There are a lot of fantastic Summer veggies coming into season right now. This Summer Vegetable Tian is a GREAT way to simply & creatively serve fresh veggies to those you love!Summer Vegetable Tian is a delicious and colorful baked vegetable side dish, layered with zucchini, yellow squash, potato, tomato, herbs and Italian cheese.
The recipe serves 6, and is very inexpensive to make (especially if you have a backyard garden like me, and are bursting with harvested zucchini, onions, yellow squash and tomatoes about this time of year)!

If you have ONE onion, ONE zucchini, ONE yellow squash, ONE potato, and ONE tomato, then you have almost everything you will need to make this great side dish!

How To Make A Summer Vegetable Tian

Here’s how you make this beautiful, delicious summer vegetable tian:  Start by sautéing the diced onions and minced garlic in olive oil for a few minutes. Note: I added garlic during the last minute of cooking, so it wouldn’t burn or become bitter.

Cooking onions and garlic for vegetable tian

Spread softened butter on the bottom and sides of a baking dish (again… playing with your food).

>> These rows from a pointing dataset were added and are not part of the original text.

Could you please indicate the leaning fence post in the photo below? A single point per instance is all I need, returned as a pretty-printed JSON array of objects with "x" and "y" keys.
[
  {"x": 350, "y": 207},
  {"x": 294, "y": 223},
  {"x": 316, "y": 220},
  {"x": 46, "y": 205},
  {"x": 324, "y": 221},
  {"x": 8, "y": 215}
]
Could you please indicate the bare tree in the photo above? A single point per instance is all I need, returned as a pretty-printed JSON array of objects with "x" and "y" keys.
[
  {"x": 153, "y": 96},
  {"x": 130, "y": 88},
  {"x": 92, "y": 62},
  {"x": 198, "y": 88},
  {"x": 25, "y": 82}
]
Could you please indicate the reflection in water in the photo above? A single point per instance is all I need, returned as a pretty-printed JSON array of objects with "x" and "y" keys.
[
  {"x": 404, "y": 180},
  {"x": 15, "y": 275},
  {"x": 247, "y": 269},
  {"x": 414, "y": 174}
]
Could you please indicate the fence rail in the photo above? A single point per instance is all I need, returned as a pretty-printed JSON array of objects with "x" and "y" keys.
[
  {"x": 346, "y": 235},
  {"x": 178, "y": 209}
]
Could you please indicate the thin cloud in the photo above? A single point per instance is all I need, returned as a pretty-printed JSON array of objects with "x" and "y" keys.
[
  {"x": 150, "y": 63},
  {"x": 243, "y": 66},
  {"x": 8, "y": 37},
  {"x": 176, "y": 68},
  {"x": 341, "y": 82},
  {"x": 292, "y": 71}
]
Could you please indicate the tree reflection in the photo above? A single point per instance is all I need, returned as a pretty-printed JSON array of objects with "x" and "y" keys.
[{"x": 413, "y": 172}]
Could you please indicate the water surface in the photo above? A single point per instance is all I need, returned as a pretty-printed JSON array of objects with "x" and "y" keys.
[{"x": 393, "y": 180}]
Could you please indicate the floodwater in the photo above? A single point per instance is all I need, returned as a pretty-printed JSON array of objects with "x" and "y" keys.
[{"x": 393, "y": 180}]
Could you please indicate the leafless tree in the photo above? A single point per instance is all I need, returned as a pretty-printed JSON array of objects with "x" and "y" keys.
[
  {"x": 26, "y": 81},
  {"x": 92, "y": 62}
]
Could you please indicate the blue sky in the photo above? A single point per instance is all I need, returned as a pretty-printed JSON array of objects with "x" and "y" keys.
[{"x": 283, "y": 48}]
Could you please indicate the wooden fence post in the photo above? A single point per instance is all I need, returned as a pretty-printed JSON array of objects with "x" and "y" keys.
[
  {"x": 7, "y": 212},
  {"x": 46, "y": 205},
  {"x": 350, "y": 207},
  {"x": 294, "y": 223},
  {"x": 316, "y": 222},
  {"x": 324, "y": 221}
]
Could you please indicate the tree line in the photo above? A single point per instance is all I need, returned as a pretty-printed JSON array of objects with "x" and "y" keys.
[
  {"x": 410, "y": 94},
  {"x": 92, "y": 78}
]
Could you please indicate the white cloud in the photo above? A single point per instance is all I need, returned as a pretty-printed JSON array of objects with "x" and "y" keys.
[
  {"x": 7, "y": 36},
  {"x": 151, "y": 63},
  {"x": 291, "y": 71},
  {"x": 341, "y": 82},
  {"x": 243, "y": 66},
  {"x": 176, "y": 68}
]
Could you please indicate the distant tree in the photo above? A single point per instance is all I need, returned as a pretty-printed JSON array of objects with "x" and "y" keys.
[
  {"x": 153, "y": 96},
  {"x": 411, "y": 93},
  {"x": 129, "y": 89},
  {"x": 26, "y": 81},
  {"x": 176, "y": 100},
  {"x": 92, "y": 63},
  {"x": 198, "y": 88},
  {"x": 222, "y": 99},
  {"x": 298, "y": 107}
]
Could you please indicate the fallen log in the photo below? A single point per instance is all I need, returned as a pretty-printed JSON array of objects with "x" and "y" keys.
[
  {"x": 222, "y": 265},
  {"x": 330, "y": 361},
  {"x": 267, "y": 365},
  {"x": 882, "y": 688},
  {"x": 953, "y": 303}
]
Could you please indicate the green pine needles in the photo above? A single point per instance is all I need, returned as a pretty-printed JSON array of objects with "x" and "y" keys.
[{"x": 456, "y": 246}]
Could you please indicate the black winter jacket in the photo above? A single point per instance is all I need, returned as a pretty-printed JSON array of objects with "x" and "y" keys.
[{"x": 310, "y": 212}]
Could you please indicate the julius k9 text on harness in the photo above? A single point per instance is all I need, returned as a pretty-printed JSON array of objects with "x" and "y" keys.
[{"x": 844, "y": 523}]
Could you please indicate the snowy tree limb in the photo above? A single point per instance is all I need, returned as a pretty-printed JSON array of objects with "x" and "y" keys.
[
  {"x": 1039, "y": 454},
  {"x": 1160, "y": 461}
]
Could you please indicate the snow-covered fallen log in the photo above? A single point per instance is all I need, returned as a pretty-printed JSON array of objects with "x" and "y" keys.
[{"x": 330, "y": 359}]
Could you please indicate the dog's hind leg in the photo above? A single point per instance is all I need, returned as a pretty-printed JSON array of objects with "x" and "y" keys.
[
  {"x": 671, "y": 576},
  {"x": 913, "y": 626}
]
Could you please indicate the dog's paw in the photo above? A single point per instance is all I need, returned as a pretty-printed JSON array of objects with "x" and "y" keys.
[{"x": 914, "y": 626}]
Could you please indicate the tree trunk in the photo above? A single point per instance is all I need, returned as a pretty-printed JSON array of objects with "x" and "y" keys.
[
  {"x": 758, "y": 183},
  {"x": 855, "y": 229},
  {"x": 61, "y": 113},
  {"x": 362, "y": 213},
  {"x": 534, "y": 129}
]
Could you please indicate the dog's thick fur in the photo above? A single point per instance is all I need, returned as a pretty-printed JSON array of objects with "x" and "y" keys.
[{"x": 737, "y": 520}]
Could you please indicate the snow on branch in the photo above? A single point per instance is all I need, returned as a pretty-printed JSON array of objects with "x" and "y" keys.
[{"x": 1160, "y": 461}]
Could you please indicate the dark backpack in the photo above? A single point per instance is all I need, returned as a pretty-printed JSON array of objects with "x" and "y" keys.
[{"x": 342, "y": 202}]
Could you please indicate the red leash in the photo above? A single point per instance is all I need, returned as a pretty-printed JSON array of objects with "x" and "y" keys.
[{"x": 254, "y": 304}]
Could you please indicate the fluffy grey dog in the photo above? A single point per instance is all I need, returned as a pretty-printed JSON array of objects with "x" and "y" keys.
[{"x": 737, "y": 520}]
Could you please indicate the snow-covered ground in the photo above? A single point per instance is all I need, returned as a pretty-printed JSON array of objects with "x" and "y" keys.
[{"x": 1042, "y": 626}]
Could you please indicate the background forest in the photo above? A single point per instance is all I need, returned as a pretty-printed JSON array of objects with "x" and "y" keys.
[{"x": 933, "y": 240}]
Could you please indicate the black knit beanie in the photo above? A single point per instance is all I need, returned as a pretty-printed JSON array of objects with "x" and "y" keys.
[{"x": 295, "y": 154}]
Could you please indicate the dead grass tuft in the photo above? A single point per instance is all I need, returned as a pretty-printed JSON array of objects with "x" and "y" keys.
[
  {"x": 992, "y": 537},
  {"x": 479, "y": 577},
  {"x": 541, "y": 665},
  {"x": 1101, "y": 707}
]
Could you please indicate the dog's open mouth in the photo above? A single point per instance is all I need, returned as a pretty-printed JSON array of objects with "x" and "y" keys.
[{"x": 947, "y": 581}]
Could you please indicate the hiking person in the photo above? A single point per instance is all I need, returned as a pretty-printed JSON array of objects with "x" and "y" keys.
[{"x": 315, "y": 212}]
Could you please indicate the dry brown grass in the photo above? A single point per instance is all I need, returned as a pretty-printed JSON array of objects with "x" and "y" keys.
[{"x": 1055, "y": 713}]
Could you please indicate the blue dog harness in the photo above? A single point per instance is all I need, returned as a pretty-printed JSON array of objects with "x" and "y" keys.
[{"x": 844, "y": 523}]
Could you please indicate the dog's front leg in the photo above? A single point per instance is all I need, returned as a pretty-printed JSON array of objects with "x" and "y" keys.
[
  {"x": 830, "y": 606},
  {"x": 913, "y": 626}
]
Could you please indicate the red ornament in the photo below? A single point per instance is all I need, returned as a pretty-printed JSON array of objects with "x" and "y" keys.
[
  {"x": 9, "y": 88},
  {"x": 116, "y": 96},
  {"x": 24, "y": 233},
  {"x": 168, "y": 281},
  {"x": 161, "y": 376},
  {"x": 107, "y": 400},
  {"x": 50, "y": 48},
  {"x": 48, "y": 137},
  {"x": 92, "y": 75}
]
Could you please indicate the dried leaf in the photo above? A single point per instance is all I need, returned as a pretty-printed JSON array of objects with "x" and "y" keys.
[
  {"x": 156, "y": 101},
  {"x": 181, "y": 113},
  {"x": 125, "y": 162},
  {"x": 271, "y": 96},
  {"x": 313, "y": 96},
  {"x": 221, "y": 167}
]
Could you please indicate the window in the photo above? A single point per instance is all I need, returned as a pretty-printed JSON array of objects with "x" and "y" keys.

Baking dish for vegetable tian is coated with softened butter

Spread the cooked onions and garlic on the bottom of the dish.

Cooked onions and garlic are added to baking dish

Now It’s Time To Arrange The Veggies!

Alternating veggies, stack the sliced vegetables in the dish vertically until it is filled. (You will notice there won’t be as many tomato slices as everything else- no worries, just add them in.  Have fun playing with your food!  Season the veggies generously with salt and pepper, then add dried thyme.

Layered summer vegetables for tian are placed into baking dish.

Cover the baking dish with aluminum foil, and place the pan in a preheated 400 degree oven. Bake veggies for 30 minutes, then take the foil off the dish, cover the top of the veggies with the shredded Parmesan cheese, then continue baking for another 15-20 minutes.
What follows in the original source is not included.